Mon, September 4, 2006, 05:20 PM under
Windows |
Vista |
UAC
In the office today I was reading a popular PC magasine here in the UK and in the contents it said Dave (sorry I forget surname) looks at User Account Control in Windows Vista. I went to the page and read the article that left me quite disappointed. First, it doesn't really explain the goals behind UAC and how UAC achieves that: this information is available online (two clicks from my blog entry on
User Account Control). Second, over half of the article is basically what seems to me a rant on the 'virtualization' feature (again, I cover virtualization on my
UAC post). While I advise devs not to take advantage of virtualisation, I understand its purpose in offering crutches to some legacy applications that would otherwise break. In any case, the most disappointing thing about the article was that it didn't even mention how to turn off virtualization. While I did this at the nugget I link to from
here, let's repeat it in written form.
1. In your Windows start menu go to the search box and type "sec" to bring up the "Local Security Policy"
2. Navigate to 'Security Settings->Local Policies->Security Options' and scroll to the bottom.
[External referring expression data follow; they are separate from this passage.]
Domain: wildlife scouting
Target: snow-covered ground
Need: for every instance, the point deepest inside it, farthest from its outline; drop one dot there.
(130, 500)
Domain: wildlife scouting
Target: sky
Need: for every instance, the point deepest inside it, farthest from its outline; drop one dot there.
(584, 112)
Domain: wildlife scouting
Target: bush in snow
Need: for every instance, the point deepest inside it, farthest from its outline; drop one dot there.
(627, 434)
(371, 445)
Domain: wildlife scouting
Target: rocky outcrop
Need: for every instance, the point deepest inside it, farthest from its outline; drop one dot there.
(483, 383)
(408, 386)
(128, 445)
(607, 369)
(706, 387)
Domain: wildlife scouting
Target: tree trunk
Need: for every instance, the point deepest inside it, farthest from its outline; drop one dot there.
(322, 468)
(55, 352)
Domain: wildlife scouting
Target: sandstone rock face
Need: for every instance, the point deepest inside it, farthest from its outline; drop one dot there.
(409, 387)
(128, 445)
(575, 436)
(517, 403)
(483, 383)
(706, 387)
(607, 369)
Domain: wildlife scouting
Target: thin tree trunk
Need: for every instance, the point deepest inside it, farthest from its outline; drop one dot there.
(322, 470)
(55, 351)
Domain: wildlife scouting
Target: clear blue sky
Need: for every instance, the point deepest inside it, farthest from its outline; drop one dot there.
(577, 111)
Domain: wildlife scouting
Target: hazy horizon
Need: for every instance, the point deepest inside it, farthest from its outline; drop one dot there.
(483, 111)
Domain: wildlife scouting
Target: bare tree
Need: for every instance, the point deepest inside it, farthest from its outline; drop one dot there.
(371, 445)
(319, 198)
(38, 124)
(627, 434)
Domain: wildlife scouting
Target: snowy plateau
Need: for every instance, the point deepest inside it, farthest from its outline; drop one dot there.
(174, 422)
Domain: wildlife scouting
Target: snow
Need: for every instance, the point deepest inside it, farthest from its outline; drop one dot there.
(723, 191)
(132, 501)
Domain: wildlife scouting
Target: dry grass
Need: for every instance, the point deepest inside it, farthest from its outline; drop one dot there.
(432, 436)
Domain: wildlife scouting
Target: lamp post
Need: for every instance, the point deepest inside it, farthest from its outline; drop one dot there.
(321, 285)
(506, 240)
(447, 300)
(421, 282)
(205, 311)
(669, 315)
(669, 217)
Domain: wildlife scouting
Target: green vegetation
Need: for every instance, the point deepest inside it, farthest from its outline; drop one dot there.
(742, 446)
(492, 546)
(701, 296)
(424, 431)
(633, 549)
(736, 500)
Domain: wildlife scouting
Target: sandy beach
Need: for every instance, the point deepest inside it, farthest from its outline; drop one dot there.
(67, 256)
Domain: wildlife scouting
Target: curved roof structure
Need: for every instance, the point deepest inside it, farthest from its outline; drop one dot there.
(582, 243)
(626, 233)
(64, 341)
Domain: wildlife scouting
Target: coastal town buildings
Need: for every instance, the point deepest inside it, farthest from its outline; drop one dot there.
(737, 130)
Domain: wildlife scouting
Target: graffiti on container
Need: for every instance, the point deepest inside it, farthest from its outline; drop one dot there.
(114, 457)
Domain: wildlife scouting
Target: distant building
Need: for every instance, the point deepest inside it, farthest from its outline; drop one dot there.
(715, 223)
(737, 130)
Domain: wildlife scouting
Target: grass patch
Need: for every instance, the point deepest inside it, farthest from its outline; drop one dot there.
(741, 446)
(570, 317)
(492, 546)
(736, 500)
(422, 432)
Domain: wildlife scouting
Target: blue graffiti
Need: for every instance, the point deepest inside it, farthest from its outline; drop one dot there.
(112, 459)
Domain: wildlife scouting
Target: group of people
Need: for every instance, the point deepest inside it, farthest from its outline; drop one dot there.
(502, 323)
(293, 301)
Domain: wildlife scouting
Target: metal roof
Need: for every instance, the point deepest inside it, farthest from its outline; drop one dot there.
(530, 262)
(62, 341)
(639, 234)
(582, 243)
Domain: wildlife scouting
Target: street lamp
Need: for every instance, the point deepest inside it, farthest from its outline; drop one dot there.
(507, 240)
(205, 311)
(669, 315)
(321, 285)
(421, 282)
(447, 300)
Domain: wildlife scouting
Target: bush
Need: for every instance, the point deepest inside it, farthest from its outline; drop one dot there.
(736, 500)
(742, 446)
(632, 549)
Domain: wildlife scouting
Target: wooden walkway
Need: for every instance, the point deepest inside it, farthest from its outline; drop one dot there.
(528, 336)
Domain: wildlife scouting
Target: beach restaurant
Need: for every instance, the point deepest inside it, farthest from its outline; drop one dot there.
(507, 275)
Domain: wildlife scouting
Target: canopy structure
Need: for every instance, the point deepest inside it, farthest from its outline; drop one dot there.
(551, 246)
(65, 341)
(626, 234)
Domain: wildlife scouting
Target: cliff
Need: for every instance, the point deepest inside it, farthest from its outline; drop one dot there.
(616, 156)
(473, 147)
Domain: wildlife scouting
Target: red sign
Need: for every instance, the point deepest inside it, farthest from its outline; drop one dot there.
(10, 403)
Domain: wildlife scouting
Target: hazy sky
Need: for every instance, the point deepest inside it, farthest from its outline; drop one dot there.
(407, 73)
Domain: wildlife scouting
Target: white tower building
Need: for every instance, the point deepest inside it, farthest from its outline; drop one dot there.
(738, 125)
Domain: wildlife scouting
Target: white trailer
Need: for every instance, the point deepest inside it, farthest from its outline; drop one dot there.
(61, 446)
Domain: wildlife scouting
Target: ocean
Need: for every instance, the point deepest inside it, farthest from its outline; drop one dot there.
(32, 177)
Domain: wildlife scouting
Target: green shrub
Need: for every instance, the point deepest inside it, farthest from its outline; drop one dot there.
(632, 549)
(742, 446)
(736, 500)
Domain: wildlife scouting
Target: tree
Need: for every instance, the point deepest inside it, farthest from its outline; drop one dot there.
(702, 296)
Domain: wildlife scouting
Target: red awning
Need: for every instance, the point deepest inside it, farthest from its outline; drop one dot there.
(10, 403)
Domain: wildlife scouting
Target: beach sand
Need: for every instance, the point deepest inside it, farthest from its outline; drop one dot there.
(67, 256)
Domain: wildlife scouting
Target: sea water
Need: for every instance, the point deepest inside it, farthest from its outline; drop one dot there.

3. There you'll find 9 policies pertaining to User Account Control. Double click on the last one ("Virtualize file and registry write failures to per-user locations")
4. Change the value from Enabled to Disabled
With Vista RC1 there is an improvement to the dialogs that come up for each policy. There is an additional tab: "Explain". Click on this one to read about what the policy does :-) For the policy we've been talking about it looks like this:
I leave it to you to read the explanations for the other 8 policies:
- Switch to the secure desktop when prompting for elevation
- Run all users, including administrators, as standard users
- Only elevate UIAccess applications that are installed in secure locations
- Only elevate executables that are signed and validated
- Detect application installations and prompt for elevation
- Behavior of the elevation prompt for standard users
- Behavior of the elevation prompt for administrators in Admin Approval Mode
- Admin Approval Mode for the Built-in Administrator account
BTW, with RC1 (build 5600), the number of UAC prompts you get is significantly smaller than earlier builds so go check it out!